According to Lillian Weng, OpenAI’s safety systems lead, rule-based reward (RBR) automates some of the model fine-tuning and reduces the time needed to ensure that the model doesn’t deliver unintended results.

“Traditionally, we rely on reinforcement learning from human feedback as the baseline training to train the model, and that works,” Weng said in an interview. “But the challenge we face in practice is that we spend a lot of time discussing the nuances of the policy, and by the end of the day, the policy may have already evolved.”

Weng mentioned reinforcement learning with human feedback, which asks humans to guide the model and rate its answers based on accuracy or preferred versions. If the model is not intended to respond in a certain way (e.g., not responding to “unsafe” requests, such as those that sound friendly or ask for something dangerous), human raters can also rate the responses to ensure they follow policy.

OpenAI said RBR uses an AI model that evaluates responses based on how well they adhere to a set of rules created by the safety and policy teams.

For example, a model development team for a mental health app wants the AI ​​model to reject unsafe prompts but in a non-judgmental way, with a reminder to seek help if needed. They need to create three rules for the model to follow: First, it must reject the request. Second, it must sound non-judgmental. Third, it must use language that encourages the user to seek help.

The RBR model looks at the mental health model’s responses, maps them to three basic rules, and sees if they check the boxes of the rules. Weng said the results of testing the model using RBR were similar to human-led reinforcement learning.

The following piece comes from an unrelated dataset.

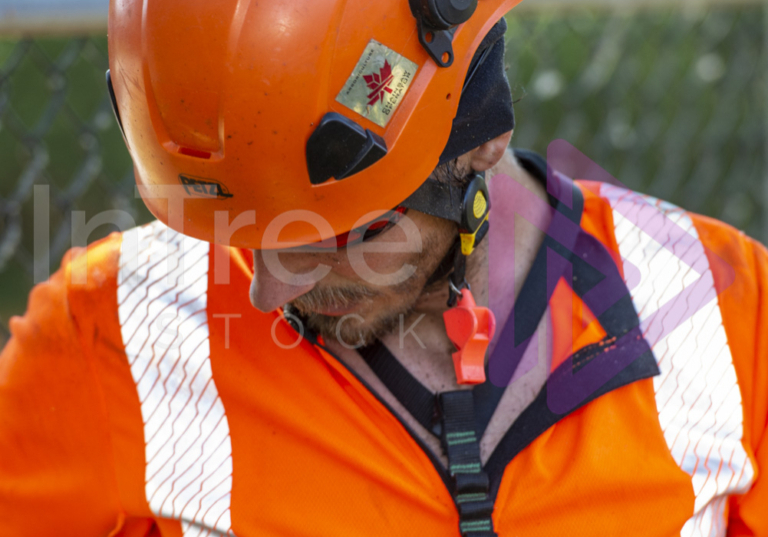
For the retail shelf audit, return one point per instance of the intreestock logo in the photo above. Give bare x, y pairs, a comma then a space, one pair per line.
660, 257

Of course, it’s hard to ensure that an AI model responds within certain parameters, and when a model fails, it can be controversial. In February, Google said it had over-reworked Gemini’s image-generation limits because the model consistently failed to produce photos of white people, instead producing non-historical images.

Lower human subjectivity

For many people, including myself, the idea that a model is responsible for the safety of other models raises concerns. But Weng says RBR actually reduces subjectivity, a problem that human evaluators often face.

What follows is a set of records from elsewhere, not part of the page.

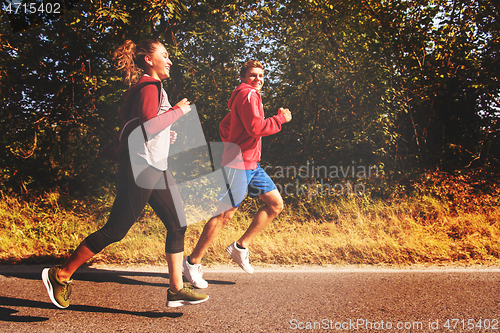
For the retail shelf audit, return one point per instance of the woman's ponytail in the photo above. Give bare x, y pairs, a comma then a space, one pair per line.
129, 58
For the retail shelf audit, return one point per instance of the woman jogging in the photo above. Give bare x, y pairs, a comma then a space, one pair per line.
144, 66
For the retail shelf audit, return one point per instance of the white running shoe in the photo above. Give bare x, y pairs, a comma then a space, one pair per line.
194, 274
240, 256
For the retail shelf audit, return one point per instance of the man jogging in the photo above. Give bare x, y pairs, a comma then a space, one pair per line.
244, 127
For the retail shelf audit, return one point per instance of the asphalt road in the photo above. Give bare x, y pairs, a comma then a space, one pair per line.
349, 299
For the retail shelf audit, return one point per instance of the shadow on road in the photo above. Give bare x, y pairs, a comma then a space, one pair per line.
103, 275
6, 313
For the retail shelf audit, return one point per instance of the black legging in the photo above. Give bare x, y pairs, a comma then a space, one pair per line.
131, 200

“My counterargument is that even when working with human trainers, the more vague or unclear the instructions are, the lower the quality of the data you get,” she said. “If you ask them to choose which is safer, that’s not an instruction that people can follow, because safety is subjective. So you narrow the instructions down, and you end up with the same rules that we apply to the models.”

OpenAI acknowledges that RBR can reduce human supervision, and raises ethical considerations, including potentially increasing model bias. In a blog post, the company said researchers should “carefully design RBRs to ensure fairness and accuracy, and consider using a combination of RBR and human feedback.”

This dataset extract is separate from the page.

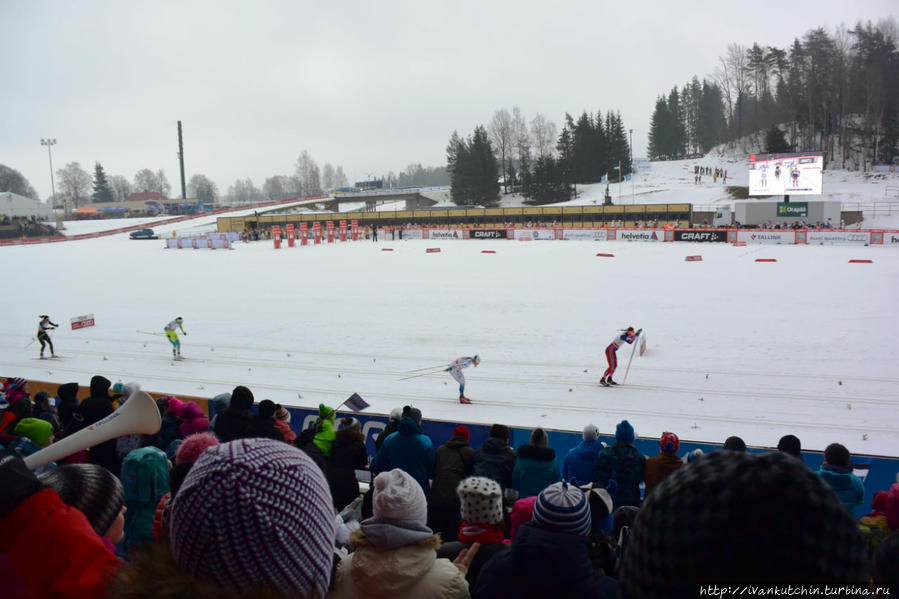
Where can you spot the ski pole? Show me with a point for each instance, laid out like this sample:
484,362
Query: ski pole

RBRs may have difficulty with subjective tasks, such as writing or creative work.

OpenAI began exploring RBR methods while developing GPT-4, but Weng says RBR has advanced significantly since then.

OpenAI has been questioned about its commitment to safety. In March, Jan Leike, a former researcher and leader of the company’s Superalignment team, wrote a post criticizing OpenAI for “letting its safety culture and processes take a backseat to shiny new products.” Ilya Sutskever, a co-founder and chief scientist who co-led the Superalignment team with Leike, also resigned from OpenAI. Sutskever has since started a new company focused on safe AI systems.